There is emerging evidence that human solid tumor cells originate from cancer stem cells (CSCs). In cancer cell lines, tumor-initiating CSCs are mainly found in the side population (SP) that has the capacity to extrude dyes such as Hoechst 33342. We found that Nanog is expressed specifically in SP cells of human gastrointestinal (GI) cancer cells. Nucleotide sequencing revealed that NanogP8 but not Nanog was expressed in GI cancer cells. Transfection of NanogP8 into GI cancer cell lines promoted cell proliferation, while its inhibition by anti-Nanog siRNA suppressed the proliferation. Immunohistochemical staining of primary GI cancer tissues revealed NanogP8 protein to be strongly expressed in 3 out of 60 cases. In these cases, NanogP8 was found especially in an infiltrative part of the tumor, in proliferating cells with Ki67 expression. These data suggest that NanogP8 is involved in GI cancer development in a fraction of patients, in whom it presumably acts by supporting CSC proliferation.

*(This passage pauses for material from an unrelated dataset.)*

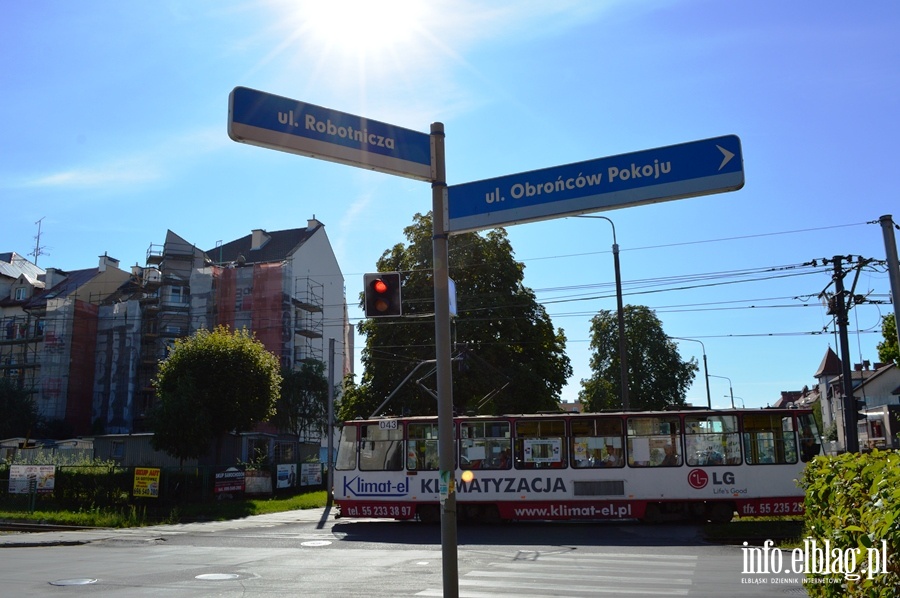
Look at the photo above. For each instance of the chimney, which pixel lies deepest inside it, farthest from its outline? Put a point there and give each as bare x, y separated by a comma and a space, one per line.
259, 239
105, 261
52, 277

越来越多的证据表明,人类实体肿瘤细胞起源于癌症干细胞(CSC)。在癌细胞系中,肿瘤起始的 CSC 主要存在于具有排出 Hoechst 33342 等染料能力的侧群(SP)中。我们发现 Nanog 特异性表达于人类胃肠道(GI)癌细胞的 SP 细胞中。核苷酸测序显示 GI 癌细胞中表达的是 NanogP8 而不是 Nanog。将 NanogP8 转染入 GI 癌细胞系可促进细胞增殖,而用抗 Nanog siRNA 抑制其表达则抑制了增殖。对 60 例原发性 GI 癌组织的免疫组织化学染色显示,NanogP8 蛋白在 3 例中强表达。在这些病例中,NanogP8 尤其在肿瘤的浸润部分、具有 Ki67 表达的增殖细胞中表达。这些数据表明,NanogP8 参与了一部分患者的 GI 癌发生,推测其通过支持 CSC 增殖而发挥作用。